L’analyse précédente, consacrée à la structure sémantique des expressions à sens double ou multiple, est la porte étroite que doit franchir l’herméneutique philosophique, si elle ne veut pas se couper des disciplines qui font un recours méthodique à l’interprétation : exégèse, histoire, psychanalyse. Mais une sémantique des expressions à sens multiples ne suffit pas à qualifier une herméneutique comme philosophique. Une analyse linguistique qui traiterait les significations comme un ensemble clos sur soi-même érigerait inéluctablement le langage en absolu. Or cette hypostase du langage nie l’intention fondamentale du signe, qui est de valoir pour…, donc de se dépasser et de se supprimer dans ce qu’il vise. Le langage lui-même, en tant que milieu signifiant, demande à être référé à l’existence.
En faisant cet aveu, nous retrouvons Heidegger : ce qui anime le mouvement de dépassement du plan linguistique, c’est le désir d’une ontologie ; c’est l’exigence qu’elle adresse à une analyse qui demeurerait prisonnière du langage.
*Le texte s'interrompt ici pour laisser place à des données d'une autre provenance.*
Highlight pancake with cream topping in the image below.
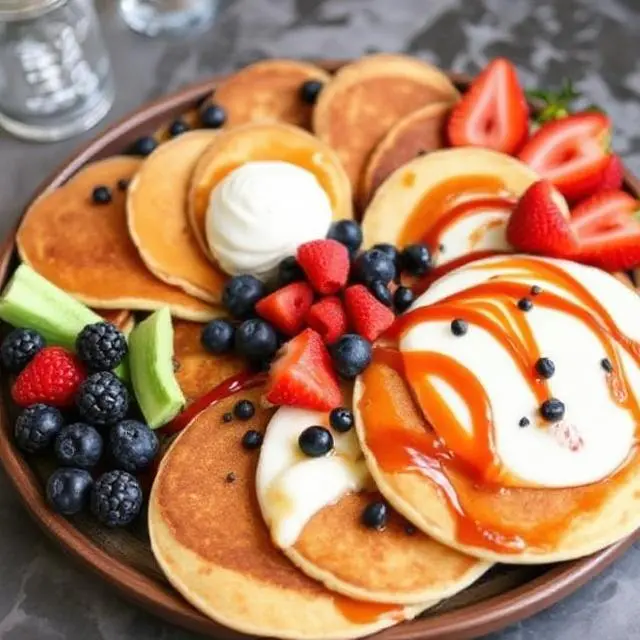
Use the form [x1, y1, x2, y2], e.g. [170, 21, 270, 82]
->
[354, 255, 640, 563]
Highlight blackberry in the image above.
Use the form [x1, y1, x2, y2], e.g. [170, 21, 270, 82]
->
[76, 322, 128, 371]
[14, 404, 64, 453]
[76, 372, 129, 426]
[109, 420, 159, 473]
[54, 423, 103, 469]
[1, 328, 45, 373]
[47, 468, 93, 516]
[90, 470, 143, 527]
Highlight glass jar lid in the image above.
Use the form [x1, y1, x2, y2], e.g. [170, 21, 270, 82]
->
[0, 0, 67, 20]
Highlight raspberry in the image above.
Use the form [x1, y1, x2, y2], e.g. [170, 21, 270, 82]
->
[297, 239, 350, 295]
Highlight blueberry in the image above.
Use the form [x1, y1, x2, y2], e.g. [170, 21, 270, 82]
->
[109, 420, 159, 473]
[235, 319, 278, 361]
[76, 371, 130, 426]
[117, 178, 130, 191]
[90, 470, 143, 527]
[242, 429, 263, 450]
[76, 322, 128, 371]
[277, 256, 305, 287]
[361, 501, 388, 530]
[298, 426, 333, 457]
[200, 103, 226, 128]
[371, 243, 400, 269]
[535, 357, 555, 379]
[222, 275, 266, 319]
[1, 328, 45, 373]
[329, 407, 354, 433]
[14, 404, 64, 453]
[330, 334, 372, 379]
[540, 398, 565, 422]
[54, 423, 103, 469]
[300, 79, 324, 104]
[92, 185, 112, 204]
[400, 244, 431, 276]
[450, 319, 468, 336]
[129, 135, 158, 156]
[46, 468, 93, 516]
[327, 220, 363, 254]
[201, 319, 235, 354]
[168, 118, 190, 137]
[234, 399, 255, 420]
[394, 286, 415, 313]
[353, 249, 396, 285]
[518, 298, 533, 312]
[369, 280, 393, 307]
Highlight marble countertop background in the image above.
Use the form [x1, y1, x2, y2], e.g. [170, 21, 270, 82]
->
[1, 0, 640, 638]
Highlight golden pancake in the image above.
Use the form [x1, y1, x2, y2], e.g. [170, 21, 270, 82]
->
[17, 157, 218, 322]
[361, 102, 451, 205]
[313, 54, 459, 206]
[99, 309, 135, 334]
[361, 148, 542, 262]
[211, 59, 331, 130]
[256, 405, 489, 604]
[353, 351, 640, 564]
[172, 319, 244, 402]
[149, 386, 426, 639]
[188, 122, 353, 259]
[127, 131, 226, 303]
[153, 108, 201, 142]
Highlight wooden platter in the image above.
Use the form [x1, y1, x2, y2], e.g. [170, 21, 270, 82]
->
[0, 62, 638, 640]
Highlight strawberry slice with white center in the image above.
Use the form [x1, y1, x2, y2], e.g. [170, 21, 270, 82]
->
[571, 190, 640, 271]
[518, 112, 612, 202]
[447, 58, 529, 155]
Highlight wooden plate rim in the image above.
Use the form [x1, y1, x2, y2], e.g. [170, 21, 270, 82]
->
[0, 60, 638, 640]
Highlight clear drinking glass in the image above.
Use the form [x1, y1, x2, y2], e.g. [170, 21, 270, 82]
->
[119, 0, 217, 37]
[0, 0, 115, 142]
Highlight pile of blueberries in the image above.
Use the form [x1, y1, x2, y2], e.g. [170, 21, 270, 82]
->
[2, 322, 159, 528]
[200, 218, 432, 377]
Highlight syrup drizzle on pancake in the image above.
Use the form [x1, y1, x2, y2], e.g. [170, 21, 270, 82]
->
[359, 256, 640, 553]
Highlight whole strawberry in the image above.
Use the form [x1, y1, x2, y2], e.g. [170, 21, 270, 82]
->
[12, 347, 86, 408]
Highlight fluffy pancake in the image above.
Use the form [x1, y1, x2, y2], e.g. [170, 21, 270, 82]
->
[154, 108, 201, 142]
[172, 320, 244, 402]
[313, 54, 459, 205]
[211, 59, 331, 130]
[149, 386, 425, 639]
[361, 102, 451, 205]
[17, 157, 219, 322]
[257, 406, 489, 604]
[188, 122, 353, 259]
[127, 131, 226, 302]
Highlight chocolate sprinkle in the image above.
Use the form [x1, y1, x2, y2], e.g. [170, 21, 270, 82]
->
[601, 358, 614, 373]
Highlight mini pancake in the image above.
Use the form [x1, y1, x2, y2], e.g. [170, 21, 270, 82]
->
[361, 148, 542, 267]
[313, 54, 459, 205]
[153, 108, 201, 142]
[361, 102, 451, 205]
[188, 122, 353, 259]
[211, 59, 331, 130]
[99, 309, 135, 334]
[17, 157, 218, 322]
[172, 320, 244, 402]
[257, 406, 490, 604]
[149, 386, 425, 640]
[127, 131, 226, 302]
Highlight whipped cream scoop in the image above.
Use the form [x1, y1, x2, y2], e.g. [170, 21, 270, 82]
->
[206, 161, 333, 279]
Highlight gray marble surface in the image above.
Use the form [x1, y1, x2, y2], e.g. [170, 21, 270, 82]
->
[1, 0, 640, 638]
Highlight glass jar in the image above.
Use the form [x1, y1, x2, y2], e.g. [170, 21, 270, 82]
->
[0, 0, 115, 142]
[119, 0, 217, 37]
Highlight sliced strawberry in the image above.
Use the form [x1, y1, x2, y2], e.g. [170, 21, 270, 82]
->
[297, 239, 350, 295]
[255, 282, 314, 335]
[506, 180, 579, 259]
[343, 285, 395, 342]
[571, 190, 640, 271]
[447, 58, 529, 155]
[306, 296, 348, 344]
[264, 328, 342, 411]
[518, 112, 611, 202]
[591, 154, 624, 193]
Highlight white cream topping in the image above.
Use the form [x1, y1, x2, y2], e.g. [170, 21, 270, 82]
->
[256, 407, 369, 548]
[206, 161, 332, 279]
[400, 255, 640, 489]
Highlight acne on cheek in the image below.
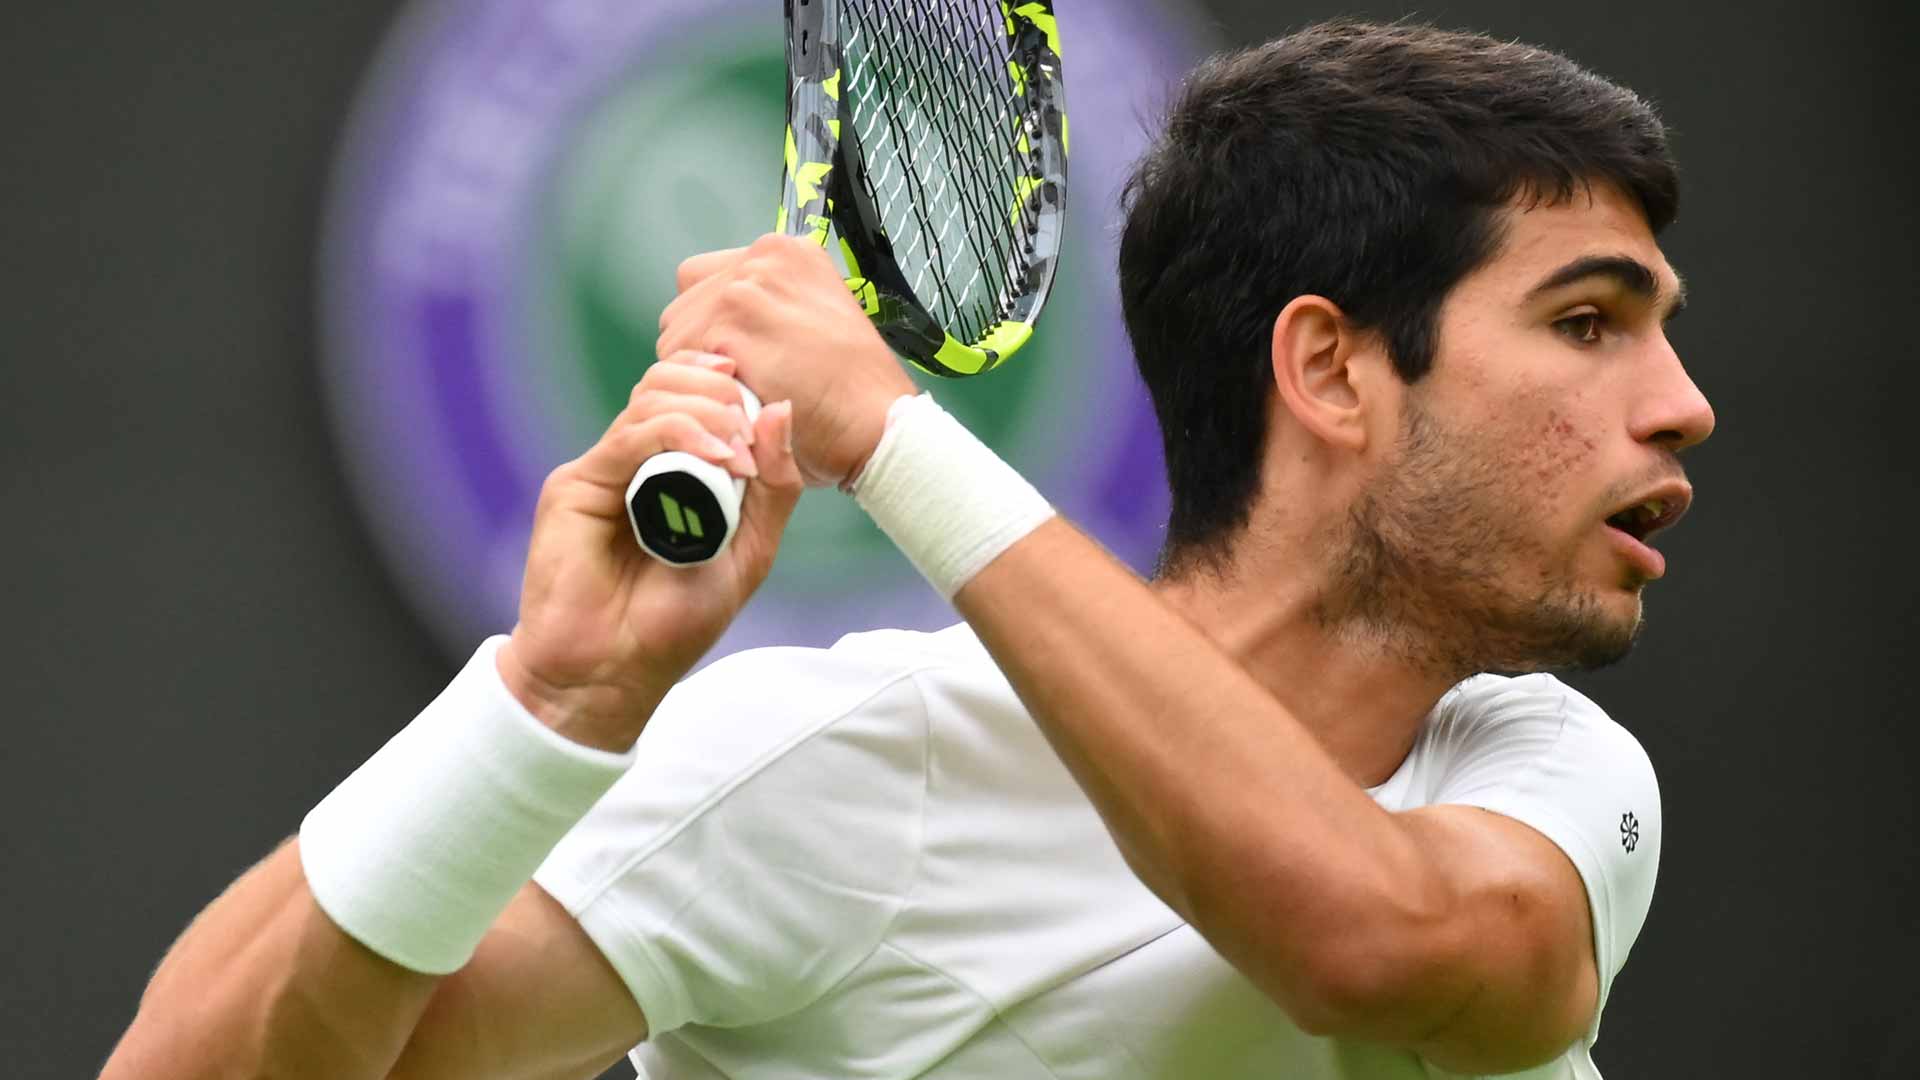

Mais comment réintégrer la sémantique dans l’ontologie sans tomber sous le coup des objections que nous opposions naguère à une Analytique du Dasein ? L’étape intermédiaire, en direction de l’existence, c’est la réflexion, c’est-à-dire le lien entre la compréhension des signes et la compréhension de soi. C’est dans ce soi que nous avons chance de reconnaître un existant.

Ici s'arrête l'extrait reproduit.